La lettre adressée par le Bureau politique du Rassemblement national des indépendants (RNI), parti qui conduit l’exécutif, à son homologue du Parti du Progrès et du Socialisme (PPS), parti d’opposition, en réponse à une lettre ouverte adressée au Chef de gouvernement par Nabil Benabdallah, secrétaire général du PPS, appelle plusieurs interrogations.
Sur la forme, la missive du RNI utilise un ton un tantinet condescendant: «nous sommes majoritaires», voire péremptoire: «c’est comme ça et pas autrement». Un ton pas très indiqué pour un parti qui conduit le gouvernement et qui devrait avoir le souci de préserver un dialogue serein avec l’opposition. Opposition, doit-on le rappeler, valorisée par la Constitution du Royaume et qui est parfaitement dans son rôle en se positionnant comme relais des mécontentements de certaines couches de la population.
Peut-être faut-il imputer ces manières à de l’exaspération face une pression grandissante venant de toutes parts: le conflit en Ukraine qui s’installe avec son lot de renchérissement des matières premières, une campagne agricole claudicante, les hauts chiffres de l’inflation et le débat sur la manière de la juguler, les investissements privés qui ne démarrent pas ou encore la révision à la baisse des taux de croissance pour 2023. Malgré cela, il serait souhaitable que la majorité montre qu’elle peut garder son sang-froid.
Sur le fond, le principal grief fait à la lettre ouverte du SG du PPS par la direction du RNI est son caractère public : la lettre ouverte. Le fait que Nabil Benabdallah ait voulu porter une question d’actualité sensible, qu’est le coût de la vie, sur la place publique au lieu de se contenter de passer par le classique circuit parlementaire n’a pas été du goût du RNI. Ce dernier marque ainsi son souhait de maintenir le débat politique dans l’enceinte du parlement, craignant que son élargissement à la société puisse le rendre contreproductif, voire moins contrôlable.
La problématique posée par les deux lettres -élargir ou restreindre le débat politique- interroge les limites que les partis politiques au Maroc assignent à l’exercice démocratique et bien au-delà à la participation politique et à la culture démocratique (cf. L’indice de démocratie publié par The Economist Group).
Dans le monde, le nombre de régimes autoritaires est bien supérieur aux régimes démocratiques. Le Maroc fait partie de ces derniers, et c’est une chance que les partis politiques marocains doivent saisir. Non pas uniquement pour arriver au pouvoir à travers des élections, mais pour s’imprégner de la culture participative et l’utiliser afin d’améliorer leurs relations avec la population, leurs propositions et leurs performances gestionnaires. Bref, s’imprégner de culture démocratique faite d’écoute, d’échanges et de capacité à convaincre.

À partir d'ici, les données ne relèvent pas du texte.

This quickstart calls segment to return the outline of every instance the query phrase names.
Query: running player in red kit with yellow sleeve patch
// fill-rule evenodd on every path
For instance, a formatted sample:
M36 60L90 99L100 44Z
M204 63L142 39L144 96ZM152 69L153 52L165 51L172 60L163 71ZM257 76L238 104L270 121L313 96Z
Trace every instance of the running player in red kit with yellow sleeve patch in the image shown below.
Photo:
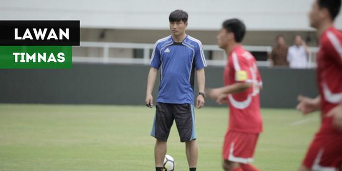
M238 19L223 22L217 42L229 56L224 70L225 86L208 91L218 104L229 105L229 127L222 153L224 170L258 170L249 163L253 161L262 131L259 101L262 82L255 58L241 46L245 32L245 25Z

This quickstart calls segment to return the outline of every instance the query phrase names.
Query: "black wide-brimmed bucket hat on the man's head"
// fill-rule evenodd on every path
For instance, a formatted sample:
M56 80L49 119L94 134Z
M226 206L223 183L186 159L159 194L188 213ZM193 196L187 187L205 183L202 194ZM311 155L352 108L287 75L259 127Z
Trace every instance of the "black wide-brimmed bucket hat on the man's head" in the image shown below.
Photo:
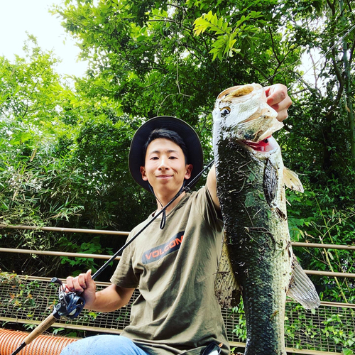
M178 133L187 147L187 163L193 166L190 180L195 178L203 168L203 153L200 138L190 124L187 124L185 121L172 116L158 116L146 121L146 123L137 129L133 136L129 150L129 171L133 179L146 190L151 191L148 181L142 179L140 168L144 166L146 158L143 153L143 146L146 144L148 136L155 129L168 129Z

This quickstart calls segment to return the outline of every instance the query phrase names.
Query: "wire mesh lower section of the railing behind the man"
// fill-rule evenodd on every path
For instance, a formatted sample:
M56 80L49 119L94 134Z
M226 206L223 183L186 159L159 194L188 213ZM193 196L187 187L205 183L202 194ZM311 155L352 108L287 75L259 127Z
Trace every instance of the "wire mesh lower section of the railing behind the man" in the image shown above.
M0 279L1 281L1 279ZM97 283L97 289L107 287L109 283ZM31 295L31 297L29 297ZM74 320L61 318L53 324L53 327L73 329L74 331L92 331L98 333L121 334L124 327L129 325L131 304L138 297L139 291L135 290L129 305L109 313L92 312L83 310ZM38 325L53 311L58 297L58 286L50 283L50 278L35 278L16 276L11 280L0 282L0 322L16 322L22 324ZM352 309L351 309L351 307ZM332 302L322 305L315 311L304 310L294 302L287 302L285 315L285 345L289 354L342 354L342 346L334 342L334 339L322 337L320 329L322 322L337 315L342 317L343 332L352 332L355 329L355 305ZM297 310L297 311L295 311ZM243 336L237 334L235 329L241 327L244 315L222 309L222 316L226 326L226 333L232 347L243 348L245 346ZM301 320L300 320L301 318ZM302 325L300 326L300 322ZM306 329L307 324L307 329ZM309 324L317 329L318 334L308 335ZM243 327L243 326L242 326ZM295 329L292 333L288 329Z

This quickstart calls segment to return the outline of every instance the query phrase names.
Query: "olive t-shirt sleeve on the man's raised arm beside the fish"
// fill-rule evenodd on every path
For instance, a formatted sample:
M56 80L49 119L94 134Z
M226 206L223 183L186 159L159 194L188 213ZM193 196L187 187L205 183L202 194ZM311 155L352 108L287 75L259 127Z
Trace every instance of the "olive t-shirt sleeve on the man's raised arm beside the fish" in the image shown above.
M211 194L207 189L207 186L202 187L196 197L197 209L200 211L202 218L217 231L222 231L223 220L220 211L217 211L214 206Z

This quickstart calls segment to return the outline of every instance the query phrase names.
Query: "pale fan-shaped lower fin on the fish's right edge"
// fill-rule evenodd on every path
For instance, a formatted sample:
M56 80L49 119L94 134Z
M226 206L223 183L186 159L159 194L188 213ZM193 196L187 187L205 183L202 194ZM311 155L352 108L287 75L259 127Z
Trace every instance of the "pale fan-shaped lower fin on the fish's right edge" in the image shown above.
M293 273L288 287L288 296L300 302L307 310L313 310L320 306L320 297L315 290L315 285L313 285L295 257L293 259Z

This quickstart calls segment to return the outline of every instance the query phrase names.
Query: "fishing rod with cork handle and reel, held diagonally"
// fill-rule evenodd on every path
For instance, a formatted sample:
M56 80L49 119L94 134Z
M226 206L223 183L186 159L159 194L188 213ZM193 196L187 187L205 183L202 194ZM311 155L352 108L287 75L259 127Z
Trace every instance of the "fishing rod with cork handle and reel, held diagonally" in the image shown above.
M116 253L114 253L111 258L109 258L104 265L99 268L99 270L92 275L92 280L97 278L97 276L104 271L107 266L109 266L109 263L111 261L114 261L114 259L119 256L120 253L124 251L124 249L127 248L136 238L139 236L155 219L157 219L160 214L165 212L165 209L167 209L170 204L172 204L181 194L182 192L185 191L190 191L190 187L197 182L198 179L200 179L201 175L214 163L214 160L210 161L201 171L198 173L195 178L193 178L187 185L183 185L179 192L173 197L172 200L170 200L165 206L160 209L160 211L154 215L154 217L146 224L143 226L143 228L138 231L129 241L124 244L124 246L121 247ZM84 297L80 296L81 293L77 292L65 292L65 286L63 285L62 281L59 280L58 278L52 278L50 280L51 283L58 283L59 285L59 290L58 290L58 299L59 302L57 305L55 305L53 312L43 320L40 324L38 324L38 327L35 327L33 331L28 334L28 336L23 339L23 342L18 348L11 353L11 355L16 355L18 354L26 345L30 344L38 335L42 334L47 330L55 321L60 320L60 317L67 317L71 320L76 318L78 315L80 315L80 312L82 312L82 309L84 308L85 305L85 300Z

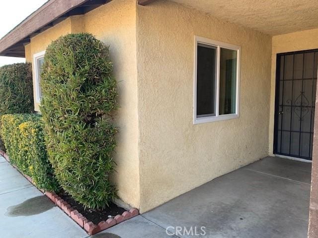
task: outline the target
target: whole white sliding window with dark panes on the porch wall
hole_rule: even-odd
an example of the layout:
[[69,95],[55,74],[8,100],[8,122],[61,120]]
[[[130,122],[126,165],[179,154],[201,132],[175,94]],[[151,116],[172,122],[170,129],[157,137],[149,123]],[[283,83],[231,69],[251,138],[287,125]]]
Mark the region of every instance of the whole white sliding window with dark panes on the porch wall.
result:
[[239,117],[240,47],[195,37],[193,123]]

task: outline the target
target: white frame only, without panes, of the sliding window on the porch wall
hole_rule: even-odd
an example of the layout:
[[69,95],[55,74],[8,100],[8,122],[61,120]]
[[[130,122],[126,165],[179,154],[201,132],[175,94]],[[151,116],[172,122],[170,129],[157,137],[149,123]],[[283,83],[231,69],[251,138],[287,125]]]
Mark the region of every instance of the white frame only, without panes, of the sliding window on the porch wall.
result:
[[[216,98],[215,116],[197,117],[197,49],[198,44],[214,46],[217,48],[217,67],[216,67]],[[237,51],[237,78],[236,78],[236,113],[219,115],[219,93],[220,93],[220,52],[221,48]],[[212,121],[229,120],[239,118],[239,68],[240,68],[240,47],[220,41],[210,40],[204,37],[194,37],[194,86],[193,86],[193,124],[200,124]]]

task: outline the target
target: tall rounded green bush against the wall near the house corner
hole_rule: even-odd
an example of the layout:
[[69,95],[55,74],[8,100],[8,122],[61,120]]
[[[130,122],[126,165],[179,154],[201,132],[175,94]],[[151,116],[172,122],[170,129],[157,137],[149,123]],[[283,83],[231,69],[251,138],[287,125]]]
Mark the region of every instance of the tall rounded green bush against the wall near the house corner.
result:
[[109,181],[117,128],[108,48],[91,34],[69,34],[47,48],[41,113],[49,159],[63,189],[87,208],[101,209],[115,196]]

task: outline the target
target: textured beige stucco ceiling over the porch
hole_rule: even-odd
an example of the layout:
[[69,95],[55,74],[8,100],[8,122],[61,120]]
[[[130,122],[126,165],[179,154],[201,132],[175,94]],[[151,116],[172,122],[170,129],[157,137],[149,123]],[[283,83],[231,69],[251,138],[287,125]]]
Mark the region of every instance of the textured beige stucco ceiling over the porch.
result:
[[318,28],[317,0],[172,1],[272,36]]

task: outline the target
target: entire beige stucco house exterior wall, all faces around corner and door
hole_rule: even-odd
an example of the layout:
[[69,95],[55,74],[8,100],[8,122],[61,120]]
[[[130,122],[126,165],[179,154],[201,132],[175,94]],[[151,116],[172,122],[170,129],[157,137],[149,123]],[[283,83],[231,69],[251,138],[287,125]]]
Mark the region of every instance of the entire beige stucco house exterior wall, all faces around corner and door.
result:
[[[113,180],[142,213],[272,154],[276,54],[318,48],[318,29],[271,37],[172,1],[113,0],[33,37],[26,60],[77,32],[110,46],[120,129]],[[241,47],[238,119],[193,124],[194,36]]]

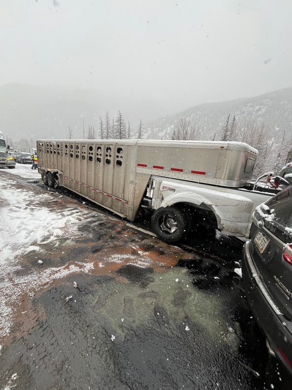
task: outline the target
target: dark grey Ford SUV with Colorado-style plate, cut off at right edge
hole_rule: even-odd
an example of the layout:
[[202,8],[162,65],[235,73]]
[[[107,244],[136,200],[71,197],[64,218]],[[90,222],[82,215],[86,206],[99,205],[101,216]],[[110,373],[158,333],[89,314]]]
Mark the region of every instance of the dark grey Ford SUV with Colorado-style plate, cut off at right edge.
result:
[[292,186],[255,209],[243,285],[270,353],[292,373]]

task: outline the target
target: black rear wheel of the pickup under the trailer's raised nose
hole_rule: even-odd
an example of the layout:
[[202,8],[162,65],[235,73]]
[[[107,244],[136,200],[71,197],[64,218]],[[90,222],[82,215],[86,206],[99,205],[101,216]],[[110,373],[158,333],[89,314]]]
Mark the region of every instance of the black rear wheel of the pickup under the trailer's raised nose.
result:
[[152,229],[162,240],[173,243],[184,237],[188,230],[188,218],[175,207],[157,209],[151,219]]

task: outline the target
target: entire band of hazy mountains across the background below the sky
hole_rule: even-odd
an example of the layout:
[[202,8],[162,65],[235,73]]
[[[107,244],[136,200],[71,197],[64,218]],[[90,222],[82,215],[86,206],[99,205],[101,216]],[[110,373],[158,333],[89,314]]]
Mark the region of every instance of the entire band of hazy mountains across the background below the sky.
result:
[[[88,125],[98,134],[99,117],[110,120],[121,111],[132,134],[139,120],[143,123],[143,138],[170,139],[179,118],[186,118],[196,128],[196,139],[220,139],[228,115],[237,121],[264,123],[279,137],[292,134],[292,87],[269,92],[250,99],[206,103],[179,113],[170,113],[161,102],[123,96],[104,96],[95,90],[39,87],[6,84],[0,87],[0,128],[8,138],[20,139],[85,138]],[[168,115],[166,115],[168,114]],[[171,115],[170,115],[171,114]]]

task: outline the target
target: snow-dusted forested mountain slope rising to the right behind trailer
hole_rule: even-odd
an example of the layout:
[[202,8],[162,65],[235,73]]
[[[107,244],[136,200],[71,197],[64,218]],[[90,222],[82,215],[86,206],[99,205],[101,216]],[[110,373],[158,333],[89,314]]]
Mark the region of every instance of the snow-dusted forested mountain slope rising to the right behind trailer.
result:
[[292,135],[292,87],[249,99],[202,104],[161,117],[148,124],[144,138],[170,139],[179,119],[186,118],[195,129],[197,139],[218,140],[229,114],[230,118],[236,117],[237,123],[264,123],[272,134]]

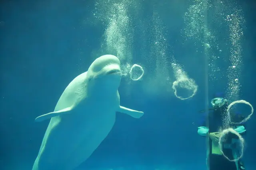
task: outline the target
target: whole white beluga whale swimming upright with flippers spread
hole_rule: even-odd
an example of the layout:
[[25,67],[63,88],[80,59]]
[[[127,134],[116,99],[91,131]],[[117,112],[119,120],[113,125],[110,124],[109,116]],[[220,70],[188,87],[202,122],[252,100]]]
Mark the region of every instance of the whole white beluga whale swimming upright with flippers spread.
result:
[[32,170],[74,170],[106,138],[116,112],[134,118],[144,115],[120,106],[121,78],[118,57],[102,55],[69,83],[54,111],[35,119],[50,119],[50,123]]

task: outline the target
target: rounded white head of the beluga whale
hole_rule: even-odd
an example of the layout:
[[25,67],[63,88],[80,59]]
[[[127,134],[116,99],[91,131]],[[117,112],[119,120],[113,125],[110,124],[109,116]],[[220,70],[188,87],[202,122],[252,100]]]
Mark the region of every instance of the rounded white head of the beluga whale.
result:
[[122,78],[120,60],[114,55],[102,55],[95,59],[87,72],[88,90],[117,91]]

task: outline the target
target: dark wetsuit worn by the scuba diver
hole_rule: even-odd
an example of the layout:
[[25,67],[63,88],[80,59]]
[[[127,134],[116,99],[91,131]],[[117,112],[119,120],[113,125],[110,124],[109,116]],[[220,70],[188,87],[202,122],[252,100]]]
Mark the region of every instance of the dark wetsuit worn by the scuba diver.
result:
[[[213,110],[209,113],[208,116],[208,128],[209,133],[211,132],[218,132],[218,130],[223,126],[223,119],[222,113],[224,113],[227,106],[223,106],[219,108],[218,110]],[[224,121],[225,122],[225,121]],[[204,122],[206,126],[206,123]],[[236,127],[235,127],[236,128]],[[223,128],[222,128],[223,129]],[[208,156],[208,163],[209,163],[209,170],[237,170],[236,162],[231,162],[227,158],[225,158],[223,155],[218,154],[212,154],[212,140],[209,138],[209,156]],[[225,155],[230,158],[234,159],[232,150],[231,149],[225,149],[222,148]],[[241,161],[238,161],[238,170],[244,170]],[[242,168],[241,168],[242,166]]]

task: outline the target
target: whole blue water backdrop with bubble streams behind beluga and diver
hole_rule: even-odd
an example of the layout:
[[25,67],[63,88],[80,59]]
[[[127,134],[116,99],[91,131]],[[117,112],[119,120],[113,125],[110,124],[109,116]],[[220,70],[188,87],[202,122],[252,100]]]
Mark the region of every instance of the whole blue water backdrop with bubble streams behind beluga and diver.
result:
[[[206,139],[197,129],[212,94],[256,105],[254,0],[0,3],[0,170],[32,169],[48,126],[34,119],[54,110],[68,83],[101,55],[119,57],[126,74],[120,104],[144,116],[116,113],[110,134],[78,170],[205,170]],[[133,64],[144,69],[138,81]],[[188,84],[174,86],[178,95],[196,88],[186,100],[172,88],[180,75]],[[255,122],[255,115],[246,122],[247,170],[255,168]]]

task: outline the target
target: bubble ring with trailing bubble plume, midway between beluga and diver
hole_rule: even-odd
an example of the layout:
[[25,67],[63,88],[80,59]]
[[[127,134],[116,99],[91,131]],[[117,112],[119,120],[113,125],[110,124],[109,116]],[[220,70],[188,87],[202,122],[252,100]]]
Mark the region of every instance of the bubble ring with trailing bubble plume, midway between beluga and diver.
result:
[[[174,70],[174,76],[176,78],[176,80],[172,83],[174,95],[181,100],[186,100],[196,95],[198,85],[196,85],[195,81],[188,78],[186,73],[182,71],[182,67],[177,63],[172,63],[172,69]],[[177,95],[177,88],[192,91],[192,95],[190,95],[189,97],[181,97]]]

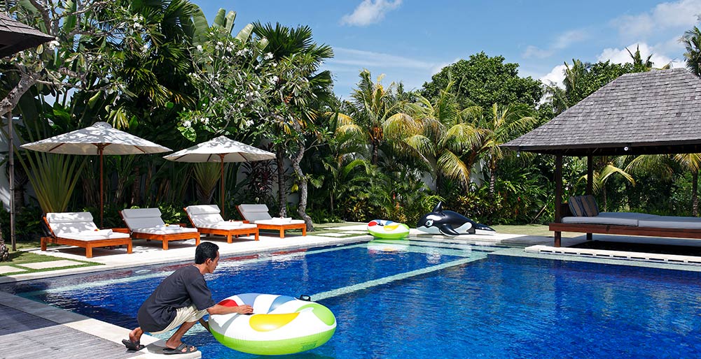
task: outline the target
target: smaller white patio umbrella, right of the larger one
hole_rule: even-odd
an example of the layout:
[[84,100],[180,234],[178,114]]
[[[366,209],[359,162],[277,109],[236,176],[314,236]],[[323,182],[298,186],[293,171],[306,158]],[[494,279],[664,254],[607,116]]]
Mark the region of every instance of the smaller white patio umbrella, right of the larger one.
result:
[[222,164],[222,215],[224,214],[224,162],[251,162],[272,160],[275,153],[261,150],[245,143],[233,141],[226,136],[219,136],[207,142],[163,156],[175,162],[220,162]]

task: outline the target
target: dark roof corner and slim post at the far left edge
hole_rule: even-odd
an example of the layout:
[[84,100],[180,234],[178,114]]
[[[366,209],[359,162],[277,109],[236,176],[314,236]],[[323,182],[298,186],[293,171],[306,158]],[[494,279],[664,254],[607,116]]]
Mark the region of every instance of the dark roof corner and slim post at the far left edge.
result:
[[[55,39],[53,36],[44,34],[4,13],[0,13],[0,57],[14,55],[22,50],[34,48]],[[12,111],[8,111],[7,121],[8,148],[10,148],[8,151],[8,167],[10,170],[10,178],[8,178],[10,185],[10,238],[12,250],[17,251],[17,245],[15,244],[15,160],[13,158]]]

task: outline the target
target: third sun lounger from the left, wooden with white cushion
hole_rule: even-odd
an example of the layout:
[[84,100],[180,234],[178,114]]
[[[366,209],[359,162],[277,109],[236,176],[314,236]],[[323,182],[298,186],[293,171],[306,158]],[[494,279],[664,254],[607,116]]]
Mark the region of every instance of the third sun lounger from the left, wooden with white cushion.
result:
[[196,227],[202,234],[216,234],[225,236],[226,241],[231,243],[232,236],[255,236],[258,240],[258,227],[250,223],[241,221],[224,220],[219,214],[219,206],[216,204],[200,204],[197,206],[185,207],[187,218],[190,219],[193,227]]

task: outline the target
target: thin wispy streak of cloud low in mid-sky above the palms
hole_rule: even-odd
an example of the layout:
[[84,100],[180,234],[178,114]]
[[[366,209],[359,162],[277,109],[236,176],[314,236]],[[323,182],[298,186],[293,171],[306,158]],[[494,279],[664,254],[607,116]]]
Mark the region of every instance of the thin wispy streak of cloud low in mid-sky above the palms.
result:
[[334,58],[326,61],[329,64],[355,66],[356,69],[374,66],[393,66],[405,69],[433,69],[436,64],[409,57],[355,50],[350,48],[334,48]]

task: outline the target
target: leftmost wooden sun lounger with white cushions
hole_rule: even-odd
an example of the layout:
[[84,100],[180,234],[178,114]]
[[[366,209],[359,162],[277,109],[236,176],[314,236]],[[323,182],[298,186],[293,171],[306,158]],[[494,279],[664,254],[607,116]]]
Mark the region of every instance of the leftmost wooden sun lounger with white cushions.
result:
[[43,220],[51,237],[41,237],[41,251],[46,251],[46,244],[54,243],[86,248],[87,258],[93,258],[96,247],[127,246],[127,253],[132,253],[129,234],[99,230],[90,212],[46,213]]

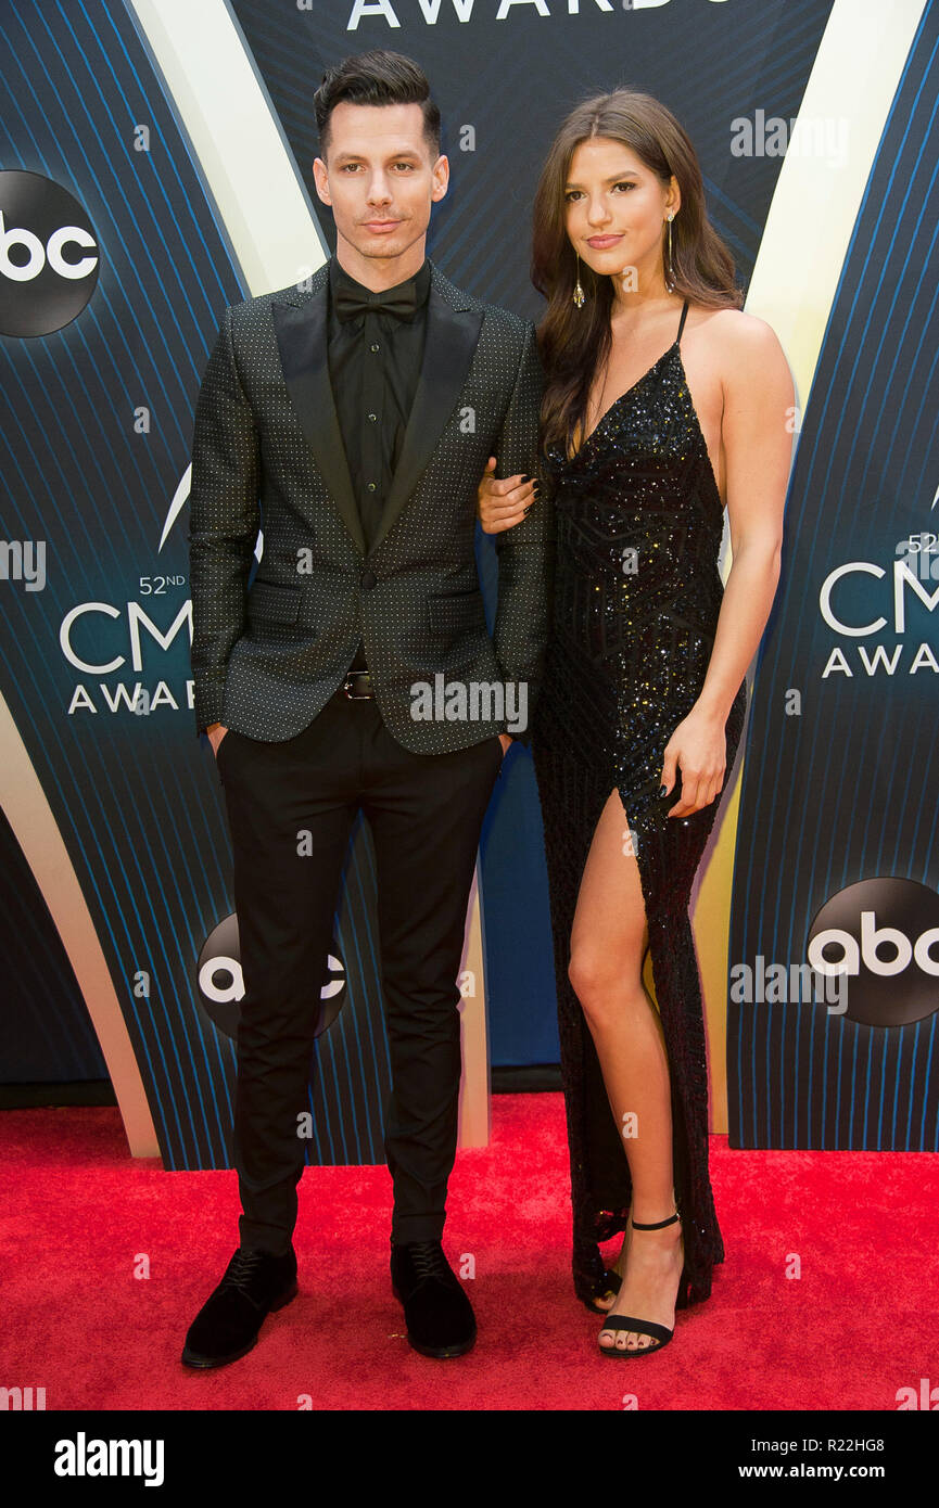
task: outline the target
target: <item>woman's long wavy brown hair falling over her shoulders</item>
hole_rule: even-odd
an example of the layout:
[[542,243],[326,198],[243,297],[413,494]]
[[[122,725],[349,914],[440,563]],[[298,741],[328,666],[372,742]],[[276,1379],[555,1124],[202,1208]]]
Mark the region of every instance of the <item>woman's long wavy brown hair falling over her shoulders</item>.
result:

L’Histoire politique récente du Maroc est riche d’échecs de projets gouvernementaux, menés par des technocrates au brillant parcours, parce qu’ils ont été conçus et menés exclusivement dans les bureaux de ministères avec l’aide de cabinets-conseils. Les logiques des projets sociaux diffèrent des projets d’entreprise. Ce n’est pas la même cible et la communication doit être adaptée.
Le talent d’un homme politique se jauge à sa capacité à expliquer ses projets, emporter l’adhésion de la population et transformer l’apathie en mobilisation. Pour cela, il ne doit pas s’armer uniquement de compétences techniques, qui sont aujourd’hui plus que jamais nécessaires, mais aussi de la capacité à donner «un sens et un souffle» aux réformes. Mettre les choses en perspective et savoir faire rêver. Surtout dégager de l’empathie.
Une communication proche de la population, exprimant un intérêt et une compréhension de ses difficultés, voire compatissante, évitera mésentente, perte de confiance et rejet. Des sentiments attisés par des réseaux sociaux en quête de sensations et aux discours populistes, heureux d’occuper la place laissée vacante par un Parlement inaudible, des partis politiques pauvres en propositions et des corps intermédiaires marginalisés.
Le Parlement est une enceinte importante dans la vie démocratique, elle ne doit pas toutefois monopoliser le débat sur les questions d’intérêt public. Faire appel à d’autres instances -société civile, presse, universités… ne peut être que bénéfique pour le développement économique et la construction démocratique.
La sortie de crise, la réussite des réformes et le retour de la croissance demandent plus que des solutions techniques, ils ont besoin d’une classe politique imbue de convictions démocratiques, compétente et capable de développer une bonne gouvernance dans une société de libertés. Une classe politique ayant une conduite politique moderne.